Tuesday, December 7, 2010

How do I decide when to file for Bankruptcy?

There are numerous factors that dictate the best time to file your bankruptcy. Sometimes these are in your control, such as having your taxes filed, and sometime they are not, such as needing the automatic stay to delay a foreclosure proceeding.

Factors regarding the need to obtain an automatic stay will likely be dictated by your creditors, not you. The automatic stay is a useful tool in temporarily stopping foreclosure proceedings brought by your mortgage holder(s), as well as collection efforts, collection calls and lawsuits filed by your creditors, if any. This foreclosure and debt collection process generally takes a few months, not a few days, and the benefit of the automatic stay can create some additional time for the debtor to deal with logistical issues associated with preparing the bankruptcy petition, appraising assets, selling real property or finding new housing, if necessary.

In order to file for bankruptcy under any section of the Bankruptcy code (Chapter 7, 11, or 13), your federal income taxes must be filed up to the current year (2008). Other documents are necessary for preparing the bankruptcy petition and schedules, such as a credit report, current credit card statements, bank statements, and income information. If this information is not immediately available, it will take some time to collect and review. If you believe a bankruptcy filing is on the horizon, your best bet is to contact an attorney for a bankruptcy planning consultation, then begin preparing the information needed to file.

Equally important in deciding when to file is a debtor's own ability to handle the current situation, balanced against their need to make immediate changes. Some debtors will need time to prepare for relocation to an apartment or smaller home, whereas others will be anxious to take action to save their house or get a fresh start. These factors are unique to each case, and should be discussed with an attorney before filing your bankruptcy petition.

Friday, December 3, 2010

2 cows, 12 sheep, 2 swine and 4 tons of hay.

Are you overwhelmed with debt, but worried about your sheep? Bankruptcy might be the answer to your problems.

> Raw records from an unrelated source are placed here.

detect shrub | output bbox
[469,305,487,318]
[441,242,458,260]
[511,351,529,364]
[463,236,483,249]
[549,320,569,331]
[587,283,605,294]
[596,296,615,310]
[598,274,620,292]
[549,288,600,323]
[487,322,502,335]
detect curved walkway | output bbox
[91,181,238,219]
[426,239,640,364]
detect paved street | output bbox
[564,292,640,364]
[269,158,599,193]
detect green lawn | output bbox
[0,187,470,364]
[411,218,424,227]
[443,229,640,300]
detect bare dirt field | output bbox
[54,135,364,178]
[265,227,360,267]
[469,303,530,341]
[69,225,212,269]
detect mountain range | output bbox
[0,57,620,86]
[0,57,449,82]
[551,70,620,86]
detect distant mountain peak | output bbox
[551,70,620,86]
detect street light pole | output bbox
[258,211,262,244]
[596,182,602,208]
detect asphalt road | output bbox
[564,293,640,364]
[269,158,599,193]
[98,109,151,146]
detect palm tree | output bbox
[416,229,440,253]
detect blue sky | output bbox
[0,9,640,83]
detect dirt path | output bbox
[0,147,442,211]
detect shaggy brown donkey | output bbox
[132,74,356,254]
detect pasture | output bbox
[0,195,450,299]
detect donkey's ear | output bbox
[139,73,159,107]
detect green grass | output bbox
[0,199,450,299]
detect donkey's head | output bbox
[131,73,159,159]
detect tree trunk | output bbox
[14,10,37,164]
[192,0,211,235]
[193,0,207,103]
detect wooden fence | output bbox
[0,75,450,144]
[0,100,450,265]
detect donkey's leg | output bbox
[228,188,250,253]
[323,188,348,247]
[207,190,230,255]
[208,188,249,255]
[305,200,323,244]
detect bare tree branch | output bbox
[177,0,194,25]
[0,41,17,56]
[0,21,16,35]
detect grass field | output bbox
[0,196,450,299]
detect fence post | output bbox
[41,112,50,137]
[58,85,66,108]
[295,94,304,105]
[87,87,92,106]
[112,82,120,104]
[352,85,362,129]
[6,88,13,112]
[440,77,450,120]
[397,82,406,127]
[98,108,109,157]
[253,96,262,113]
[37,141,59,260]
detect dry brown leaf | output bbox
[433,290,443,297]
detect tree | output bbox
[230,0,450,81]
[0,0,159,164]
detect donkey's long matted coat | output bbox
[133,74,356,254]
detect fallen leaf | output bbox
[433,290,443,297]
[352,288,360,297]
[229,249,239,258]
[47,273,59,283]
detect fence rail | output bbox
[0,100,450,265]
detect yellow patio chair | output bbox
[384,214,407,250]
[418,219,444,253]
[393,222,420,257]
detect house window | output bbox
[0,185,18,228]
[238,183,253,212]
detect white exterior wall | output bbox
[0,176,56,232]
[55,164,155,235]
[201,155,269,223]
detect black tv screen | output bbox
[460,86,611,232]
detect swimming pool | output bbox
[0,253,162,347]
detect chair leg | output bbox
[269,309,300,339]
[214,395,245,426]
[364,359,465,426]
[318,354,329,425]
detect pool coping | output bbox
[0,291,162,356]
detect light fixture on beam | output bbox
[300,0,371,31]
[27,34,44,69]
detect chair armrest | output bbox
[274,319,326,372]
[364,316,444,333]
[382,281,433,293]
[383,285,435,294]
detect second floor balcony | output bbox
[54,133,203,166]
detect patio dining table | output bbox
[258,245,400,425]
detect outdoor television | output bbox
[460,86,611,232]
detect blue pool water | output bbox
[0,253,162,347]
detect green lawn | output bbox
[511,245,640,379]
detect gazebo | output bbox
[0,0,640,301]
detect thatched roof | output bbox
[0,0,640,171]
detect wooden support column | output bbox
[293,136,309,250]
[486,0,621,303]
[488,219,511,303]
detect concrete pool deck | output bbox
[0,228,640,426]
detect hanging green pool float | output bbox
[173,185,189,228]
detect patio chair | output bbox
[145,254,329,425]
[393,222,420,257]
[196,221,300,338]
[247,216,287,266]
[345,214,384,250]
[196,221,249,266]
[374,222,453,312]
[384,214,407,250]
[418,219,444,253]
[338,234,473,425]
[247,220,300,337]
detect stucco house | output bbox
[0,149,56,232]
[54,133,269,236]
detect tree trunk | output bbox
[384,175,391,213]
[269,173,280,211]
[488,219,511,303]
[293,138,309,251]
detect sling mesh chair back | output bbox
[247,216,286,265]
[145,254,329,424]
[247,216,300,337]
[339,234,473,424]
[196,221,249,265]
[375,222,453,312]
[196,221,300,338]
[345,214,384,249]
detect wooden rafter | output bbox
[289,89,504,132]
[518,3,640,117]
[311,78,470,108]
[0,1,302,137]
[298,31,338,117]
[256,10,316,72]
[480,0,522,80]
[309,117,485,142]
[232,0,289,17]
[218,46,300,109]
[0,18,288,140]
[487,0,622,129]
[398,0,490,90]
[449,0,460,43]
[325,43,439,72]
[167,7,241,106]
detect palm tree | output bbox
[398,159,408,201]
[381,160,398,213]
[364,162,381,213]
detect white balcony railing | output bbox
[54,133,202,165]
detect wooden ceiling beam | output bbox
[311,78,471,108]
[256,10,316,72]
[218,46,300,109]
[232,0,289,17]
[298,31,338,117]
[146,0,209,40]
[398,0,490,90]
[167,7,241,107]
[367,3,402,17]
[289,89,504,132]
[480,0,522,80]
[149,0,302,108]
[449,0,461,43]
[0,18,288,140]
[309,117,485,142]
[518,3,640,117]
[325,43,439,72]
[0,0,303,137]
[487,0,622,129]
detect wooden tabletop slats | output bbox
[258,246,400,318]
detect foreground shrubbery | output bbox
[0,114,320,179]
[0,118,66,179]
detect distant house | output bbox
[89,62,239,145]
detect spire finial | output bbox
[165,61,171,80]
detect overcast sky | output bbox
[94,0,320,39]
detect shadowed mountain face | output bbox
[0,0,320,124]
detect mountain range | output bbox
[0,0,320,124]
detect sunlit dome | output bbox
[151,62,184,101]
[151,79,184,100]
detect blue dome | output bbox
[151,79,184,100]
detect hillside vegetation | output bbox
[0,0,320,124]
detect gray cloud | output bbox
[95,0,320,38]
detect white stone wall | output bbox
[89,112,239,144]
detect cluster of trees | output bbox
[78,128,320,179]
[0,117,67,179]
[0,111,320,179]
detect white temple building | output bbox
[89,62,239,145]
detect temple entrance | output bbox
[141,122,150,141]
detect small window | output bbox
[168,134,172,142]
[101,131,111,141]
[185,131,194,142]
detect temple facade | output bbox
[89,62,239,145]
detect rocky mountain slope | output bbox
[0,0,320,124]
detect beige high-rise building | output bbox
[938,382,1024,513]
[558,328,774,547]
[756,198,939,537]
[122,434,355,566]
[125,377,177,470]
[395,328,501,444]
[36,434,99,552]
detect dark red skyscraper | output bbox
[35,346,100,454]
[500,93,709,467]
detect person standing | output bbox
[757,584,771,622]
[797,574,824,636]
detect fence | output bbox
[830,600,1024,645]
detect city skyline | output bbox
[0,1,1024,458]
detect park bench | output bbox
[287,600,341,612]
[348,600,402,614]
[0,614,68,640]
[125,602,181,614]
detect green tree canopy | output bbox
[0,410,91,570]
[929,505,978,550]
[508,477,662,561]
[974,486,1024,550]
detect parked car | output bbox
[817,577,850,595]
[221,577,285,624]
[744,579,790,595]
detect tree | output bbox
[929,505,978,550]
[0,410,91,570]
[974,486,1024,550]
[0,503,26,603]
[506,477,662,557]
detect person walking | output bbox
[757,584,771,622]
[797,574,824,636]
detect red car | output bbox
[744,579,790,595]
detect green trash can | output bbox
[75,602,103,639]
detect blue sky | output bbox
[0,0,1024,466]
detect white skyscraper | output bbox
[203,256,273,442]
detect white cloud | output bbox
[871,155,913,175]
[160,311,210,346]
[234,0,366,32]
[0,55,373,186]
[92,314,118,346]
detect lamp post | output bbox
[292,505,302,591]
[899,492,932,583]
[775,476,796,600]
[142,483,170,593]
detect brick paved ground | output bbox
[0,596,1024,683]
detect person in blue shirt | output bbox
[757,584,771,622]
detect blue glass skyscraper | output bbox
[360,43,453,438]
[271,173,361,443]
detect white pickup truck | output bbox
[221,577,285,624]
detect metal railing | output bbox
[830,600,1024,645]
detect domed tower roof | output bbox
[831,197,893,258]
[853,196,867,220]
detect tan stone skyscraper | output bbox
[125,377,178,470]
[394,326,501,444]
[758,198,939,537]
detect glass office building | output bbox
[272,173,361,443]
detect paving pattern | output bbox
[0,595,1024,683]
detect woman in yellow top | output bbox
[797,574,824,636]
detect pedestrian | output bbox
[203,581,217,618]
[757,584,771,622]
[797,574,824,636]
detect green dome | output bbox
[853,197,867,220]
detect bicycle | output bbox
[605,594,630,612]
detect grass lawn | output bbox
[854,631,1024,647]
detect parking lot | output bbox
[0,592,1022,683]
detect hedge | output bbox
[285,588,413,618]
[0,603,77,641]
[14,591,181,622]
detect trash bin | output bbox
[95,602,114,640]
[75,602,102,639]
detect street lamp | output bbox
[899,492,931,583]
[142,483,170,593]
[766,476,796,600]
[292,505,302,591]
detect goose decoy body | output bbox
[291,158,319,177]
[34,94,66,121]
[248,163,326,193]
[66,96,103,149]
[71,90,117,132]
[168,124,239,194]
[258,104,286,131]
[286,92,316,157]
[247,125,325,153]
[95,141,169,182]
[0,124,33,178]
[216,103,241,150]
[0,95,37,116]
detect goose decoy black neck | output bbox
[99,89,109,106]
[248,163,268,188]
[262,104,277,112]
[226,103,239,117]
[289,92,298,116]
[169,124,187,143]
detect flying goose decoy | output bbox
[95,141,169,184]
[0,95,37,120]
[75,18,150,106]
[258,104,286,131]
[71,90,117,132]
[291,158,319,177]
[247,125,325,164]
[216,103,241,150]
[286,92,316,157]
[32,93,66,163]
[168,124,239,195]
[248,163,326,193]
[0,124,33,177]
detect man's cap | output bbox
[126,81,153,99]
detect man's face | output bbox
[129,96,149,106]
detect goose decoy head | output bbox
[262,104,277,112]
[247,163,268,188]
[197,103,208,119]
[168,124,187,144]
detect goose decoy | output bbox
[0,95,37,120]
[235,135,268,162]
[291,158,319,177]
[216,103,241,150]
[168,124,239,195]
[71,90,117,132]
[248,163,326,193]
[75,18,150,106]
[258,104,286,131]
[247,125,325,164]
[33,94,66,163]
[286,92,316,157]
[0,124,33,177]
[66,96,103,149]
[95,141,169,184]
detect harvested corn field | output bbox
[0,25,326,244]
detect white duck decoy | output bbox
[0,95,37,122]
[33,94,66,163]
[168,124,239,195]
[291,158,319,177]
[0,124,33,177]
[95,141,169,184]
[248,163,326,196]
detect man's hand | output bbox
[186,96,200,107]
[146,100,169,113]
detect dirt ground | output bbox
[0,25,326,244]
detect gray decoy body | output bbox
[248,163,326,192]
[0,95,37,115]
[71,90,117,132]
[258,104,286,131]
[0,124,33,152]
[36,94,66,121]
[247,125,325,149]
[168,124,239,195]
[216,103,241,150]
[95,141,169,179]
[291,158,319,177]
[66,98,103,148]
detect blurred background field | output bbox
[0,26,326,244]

When filing a Bankruptcy as a resident of Massachusetts a debtor can choose to use the exemptions allowed under either State or Federal law, but you must choose one or the other. There are many exemptions that are similar under both schemes, such as the exemption of most qualified retirement plans.

There is one significant difference between the Massachusetts and Federal exemptions, though: under the Massachusetts' exemptions you can exclude from the bankruptcy 2 cows, 12 sheep, 2 swine and 4 tons of hay (M.G.L. c. 235 s. 34)

There is also one other significant difference worth mentioning between the Federal and Massachusetts exemptions: the equity in a residence is exempt under the Massachusetts exemptions up to $500,000 but only $20,200 in the Federal exemptions. Of course, who needs a home so long as you have your flock.